Employers often like to claim that virtually everything an employee does is an “essential function” of their job. However, courts are not so quick to take the employer’s version of events. In determining whether something truly is an “essential function,” the courts look to job descriptions as well as the actual circumstances of the person’s employment. Simply saying that something is “essential” after being sued isn’t sufficient to get an employer off the hook in a disability discrimination lawsuit. As the Second Circuit quoted, ”A court must avoid deciding cases based on unthinking reliance on intuition about the methods by which jobs are to be performed.”

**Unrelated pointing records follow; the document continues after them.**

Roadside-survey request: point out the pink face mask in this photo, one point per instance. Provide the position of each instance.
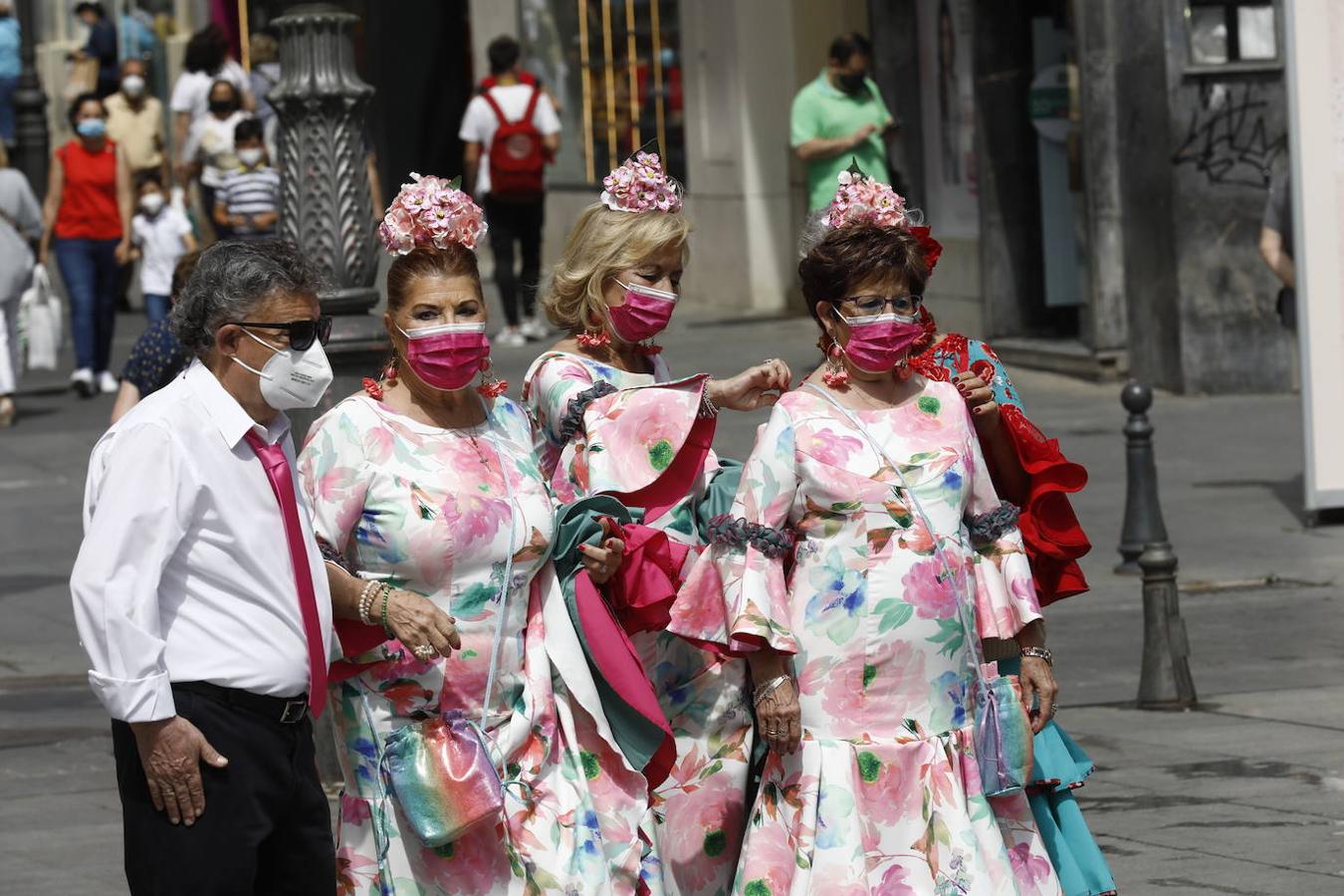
(449, 354)
(644, 315)
(878, 341)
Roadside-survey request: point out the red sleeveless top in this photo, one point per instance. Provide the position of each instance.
(89, 198)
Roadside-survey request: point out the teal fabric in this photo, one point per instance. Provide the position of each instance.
(1072, 850)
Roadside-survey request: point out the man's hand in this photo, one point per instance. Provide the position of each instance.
(171, 751)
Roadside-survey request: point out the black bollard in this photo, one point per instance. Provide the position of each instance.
(1164, 681)
(1143, 512)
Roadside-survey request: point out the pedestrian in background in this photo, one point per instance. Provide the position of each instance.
(210, 152)
(20, 226)
(100, 46)
(1277, 246)
(200, 598)
(160, 234)
(87, 219)
(157, 357)
(206, 62)
(10, 69)
(511, 131)
(136, 121)
(248, 202)
(840, 117)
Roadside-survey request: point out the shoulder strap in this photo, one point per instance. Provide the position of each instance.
(974, 652)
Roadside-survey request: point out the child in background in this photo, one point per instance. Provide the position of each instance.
(248, 203)
(161, 234)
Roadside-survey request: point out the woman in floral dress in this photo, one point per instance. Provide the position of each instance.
(437, 524)
(615, 423)
(855, 633)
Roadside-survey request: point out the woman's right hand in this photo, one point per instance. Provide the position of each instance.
(418, 622)
(780, 718)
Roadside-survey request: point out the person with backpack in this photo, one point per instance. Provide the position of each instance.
(511, 131)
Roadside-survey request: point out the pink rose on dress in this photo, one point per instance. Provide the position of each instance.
(928, 592)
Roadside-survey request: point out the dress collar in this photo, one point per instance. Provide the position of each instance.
(226, 412)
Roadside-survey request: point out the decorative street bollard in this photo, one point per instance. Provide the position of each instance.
(30, 109)
(326, 210)
(1164, 681)
(1143, 512)
(326, 206)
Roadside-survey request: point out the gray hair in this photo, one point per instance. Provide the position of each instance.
(231, 281)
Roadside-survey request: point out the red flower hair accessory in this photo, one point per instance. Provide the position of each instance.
(430, 211)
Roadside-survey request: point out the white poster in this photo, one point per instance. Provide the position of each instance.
(948, 108)
(1314, 33)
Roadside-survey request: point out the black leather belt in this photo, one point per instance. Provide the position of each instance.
(288, 711)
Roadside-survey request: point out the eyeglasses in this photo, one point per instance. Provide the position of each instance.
(878, 304)
(302, 334)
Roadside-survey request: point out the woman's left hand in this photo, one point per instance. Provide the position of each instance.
(753, 388)
(605, 561)
(1037, 681)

In the case McMillan v. City of New York, the employee worked for the City of New York for 25 years, despite suffering from schizophrenia. His condition was manageable so long as he took medication. However, the medication made him drowsy in the mornings and thus made it difficult for him to arrive to work on time. The question was then — is arriving to work on time an essential function of McMillan’s job? If he’s allowed to come in at 11:00 sometimes (i.e., if he receives this reasonable accommodation), then is he still performing the essential duties of his job?
The lower court held that, because McMillan’s disability prevented him from coming to work on time, he was not able to perform the essential functions of his job. However, the Second Circuit reversed, telling the lower court that it had to look at the facts more closely. In this situation, the City had a “flex time” system, whereby workers could come in somewhere between 9:00 and 10:00, and aren’t considered “late” unless they arrive after 10:15. So, if workers have a one-hour window of discretion in deciding when to get to work, is being on time really an “essential function” of their job? Moreover, McMillan’s “lateness” extended only to about 11:00, making him only 45 minutes later than the official cut off time. Also, he would make up the work later in the day, to ensure that he was putting in as much time as he was required.
Of course, the case is not over. The lower court was ordered to reconsider the question of “essential functions” in light of the circumstances of the case. However, the Second Circuit did reaffirm that courts can’t just take an employer’s word about what job duties are “essential.” While it might be nice to have all workers show up at 10:15 every day, if it’s not necessary for the job to be performed properly, it shouldn’t prevent otherwise qualified individuals from getting a job just because they have a disability.